Kararda, “Erenç Yasemin Dokudan ile Sercan Yüksel' in, kanun dışı toplantı ve gösteri yürüyüşlerine katıldıkları tespit edilememiş ise de, mesleğe ait özel formalar ile kanun dışı eylemlerde bulunurken yaralanan eylemcilere temin edilen ilaçlar ile tıbbi yardımda bulundukları, bu şekilde suç şüphesi altında olan şüphelileri kanuni takip yapacak mercilere bildirmedikleri gibi aksine kanun hilâfına olarak şüphelileri kayırdıkları anlaşılmıştır' ifadelerine yer verildi.

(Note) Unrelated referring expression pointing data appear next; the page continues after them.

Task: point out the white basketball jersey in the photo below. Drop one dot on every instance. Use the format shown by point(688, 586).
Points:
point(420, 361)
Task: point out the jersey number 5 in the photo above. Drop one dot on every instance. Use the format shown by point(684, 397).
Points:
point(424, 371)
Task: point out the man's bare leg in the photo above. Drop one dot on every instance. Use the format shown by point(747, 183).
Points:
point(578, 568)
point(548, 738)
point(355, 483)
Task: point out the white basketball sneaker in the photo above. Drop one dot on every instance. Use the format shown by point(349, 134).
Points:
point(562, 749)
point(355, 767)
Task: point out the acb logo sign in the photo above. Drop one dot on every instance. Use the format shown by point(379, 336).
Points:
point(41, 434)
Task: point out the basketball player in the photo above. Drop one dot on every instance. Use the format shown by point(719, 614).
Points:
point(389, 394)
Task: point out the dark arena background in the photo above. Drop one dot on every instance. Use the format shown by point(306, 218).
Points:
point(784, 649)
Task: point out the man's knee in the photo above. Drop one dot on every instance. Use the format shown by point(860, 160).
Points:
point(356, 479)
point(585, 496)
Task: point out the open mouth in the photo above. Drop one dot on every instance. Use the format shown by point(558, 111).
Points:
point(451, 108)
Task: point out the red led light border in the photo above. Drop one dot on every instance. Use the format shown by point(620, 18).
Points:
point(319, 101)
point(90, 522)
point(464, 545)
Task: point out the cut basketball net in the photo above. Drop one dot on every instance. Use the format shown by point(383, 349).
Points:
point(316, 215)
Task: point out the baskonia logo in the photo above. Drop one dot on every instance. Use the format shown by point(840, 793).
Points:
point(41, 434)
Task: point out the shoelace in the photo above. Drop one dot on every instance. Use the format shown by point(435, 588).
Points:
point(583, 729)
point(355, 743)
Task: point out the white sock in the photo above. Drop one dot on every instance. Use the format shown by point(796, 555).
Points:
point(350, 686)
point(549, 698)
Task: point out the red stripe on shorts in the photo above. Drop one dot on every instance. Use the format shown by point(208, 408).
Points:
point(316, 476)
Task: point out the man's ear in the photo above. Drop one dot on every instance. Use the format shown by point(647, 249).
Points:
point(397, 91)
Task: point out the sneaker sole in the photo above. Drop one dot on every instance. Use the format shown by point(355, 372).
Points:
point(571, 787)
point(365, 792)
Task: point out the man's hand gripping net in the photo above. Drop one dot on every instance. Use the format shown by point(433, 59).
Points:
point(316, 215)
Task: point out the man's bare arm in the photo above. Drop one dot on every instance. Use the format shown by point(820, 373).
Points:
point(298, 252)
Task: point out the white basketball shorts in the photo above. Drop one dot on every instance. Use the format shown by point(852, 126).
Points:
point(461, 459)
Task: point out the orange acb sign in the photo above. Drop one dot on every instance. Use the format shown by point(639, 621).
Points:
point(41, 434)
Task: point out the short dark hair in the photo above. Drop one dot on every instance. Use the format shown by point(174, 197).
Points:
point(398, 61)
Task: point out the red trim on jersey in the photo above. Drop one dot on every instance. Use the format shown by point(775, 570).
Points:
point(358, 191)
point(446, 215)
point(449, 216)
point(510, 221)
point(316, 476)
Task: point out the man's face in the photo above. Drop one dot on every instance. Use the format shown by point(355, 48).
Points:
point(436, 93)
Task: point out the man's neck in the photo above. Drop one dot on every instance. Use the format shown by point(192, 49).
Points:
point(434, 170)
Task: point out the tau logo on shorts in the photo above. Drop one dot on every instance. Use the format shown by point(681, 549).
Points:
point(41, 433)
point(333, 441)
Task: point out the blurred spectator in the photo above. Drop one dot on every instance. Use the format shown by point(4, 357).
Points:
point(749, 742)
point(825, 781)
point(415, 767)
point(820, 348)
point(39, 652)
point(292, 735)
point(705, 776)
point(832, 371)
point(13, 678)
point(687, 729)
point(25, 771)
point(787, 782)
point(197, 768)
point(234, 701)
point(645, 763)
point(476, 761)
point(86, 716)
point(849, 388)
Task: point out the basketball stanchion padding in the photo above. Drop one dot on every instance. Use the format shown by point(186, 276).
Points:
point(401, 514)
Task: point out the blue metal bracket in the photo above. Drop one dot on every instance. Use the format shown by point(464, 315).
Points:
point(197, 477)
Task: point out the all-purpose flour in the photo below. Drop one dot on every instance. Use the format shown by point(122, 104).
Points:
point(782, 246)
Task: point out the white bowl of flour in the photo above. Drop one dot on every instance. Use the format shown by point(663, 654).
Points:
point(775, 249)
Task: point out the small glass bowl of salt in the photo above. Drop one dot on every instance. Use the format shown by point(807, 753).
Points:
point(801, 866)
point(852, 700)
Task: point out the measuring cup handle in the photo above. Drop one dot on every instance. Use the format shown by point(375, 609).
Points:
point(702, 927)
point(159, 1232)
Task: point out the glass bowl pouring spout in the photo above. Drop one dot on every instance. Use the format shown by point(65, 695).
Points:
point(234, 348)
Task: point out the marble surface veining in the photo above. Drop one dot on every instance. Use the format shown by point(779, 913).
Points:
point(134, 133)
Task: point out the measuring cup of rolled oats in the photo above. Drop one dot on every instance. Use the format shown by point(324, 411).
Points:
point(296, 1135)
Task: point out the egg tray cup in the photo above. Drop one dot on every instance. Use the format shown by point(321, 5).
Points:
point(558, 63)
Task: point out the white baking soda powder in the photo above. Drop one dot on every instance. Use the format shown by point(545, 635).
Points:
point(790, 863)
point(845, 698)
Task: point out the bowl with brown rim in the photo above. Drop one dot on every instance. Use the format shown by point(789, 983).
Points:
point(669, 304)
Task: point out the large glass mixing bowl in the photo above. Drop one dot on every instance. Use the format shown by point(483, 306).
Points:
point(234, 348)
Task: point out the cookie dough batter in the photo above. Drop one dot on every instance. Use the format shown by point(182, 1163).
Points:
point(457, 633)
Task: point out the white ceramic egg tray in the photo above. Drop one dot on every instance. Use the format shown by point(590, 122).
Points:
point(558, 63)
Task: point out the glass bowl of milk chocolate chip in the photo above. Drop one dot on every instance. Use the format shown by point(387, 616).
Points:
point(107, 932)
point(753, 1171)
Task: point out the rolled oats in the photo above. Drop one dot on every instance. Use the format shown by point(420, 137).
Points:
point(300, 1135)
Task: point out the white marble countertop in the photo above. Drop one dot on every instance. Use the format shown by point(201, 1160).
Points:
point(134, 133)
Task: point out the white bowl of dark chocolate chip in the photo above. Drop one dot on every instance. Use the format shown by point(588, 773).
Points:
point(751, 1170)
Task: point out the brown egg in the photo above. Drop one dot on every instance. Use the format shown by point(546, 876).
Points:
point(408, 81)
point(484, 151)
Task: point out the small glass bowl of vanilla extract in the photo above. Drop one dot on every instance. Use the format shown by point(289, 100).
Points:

'Toplantı ve gösteri yürüyüşü hakkının sınırsız olmadığı ortaya konmuştur'
“2911 sayılı Toplantı ve Gösteri Yürüyüşleri Kanunu'na göre herkesin önceden izin almaksızın, şiddet veya silah kullanmadan gösteri veya toplantı düzenleyebileceği hüküm altına alınmıştır' denilen gerekçeli kararda 'Ancak, Türkiye Cumhuriyeti Anayasasının 34. maddesine göre 'Toplantı ve gösteri yürüyüşü hakkı, ancak millî güvenlik, kamu düzeni, suç işlenmesinin önlenmesi, genel sağlığın ve genel ahlâkın veya başkalarının hak ve özgürlüklerinin korunması amacıyla ve kanunla sınırlanabilir', AİHS'nin 11. maddesinin ikinci fıkrasına göre de; 'Bu hakların kullanılması, demokratik bir toplumda, zorunlu tedbirler niteliğinde olarak, ulusal güvenliğin, kamu emniyetinin korunması, kamu düzeninin sağlanması ve suç işlenmesinin önlenmesi, sağlığın veya ahlakın veya başkalarının hak ve özgürlüklerinin korunması amaçlarıyla ve ancak yasayla sınırlanabilir. Bu madde, bu hakların kullanılmasında silahlı kuvvetler, kolluk mensupları veya devletin idare mekanizmasında görevli olanlar hakkında meşru sınırlamalar konmasına engel değildir' şeklinde sınırlama öngörülmek suretiyle toplantı ve gösteri yürüyüşü hakkının sınırsız olmadığı ortaya konulmuştur' denildi.
Olaylar ayrıntılı anlatıldı
Mayıs ve Haziran 2013 tarihinde Taksim ve çevresinde yaşanan olayların ayrıntılı olarak anlatıldığı gerekçeli kararda, grupların polise taş ve soda şişeler ile saldırdıkları, ara sokaklarda bulunan işyerlerine, bankalara kamu malı niteliğini taşıyan yerlere zarar verdikleri, işyeri ve bankalara spreylerle sloganlar yazıp sinkaflı cümleler yazdıkları, sapanlarla görevlilere bilyeler attıkları, barikatlarla yolların kapatıldığı, ve onlarca havai fişek ile görevlilere saldırdıkları kaydedildi.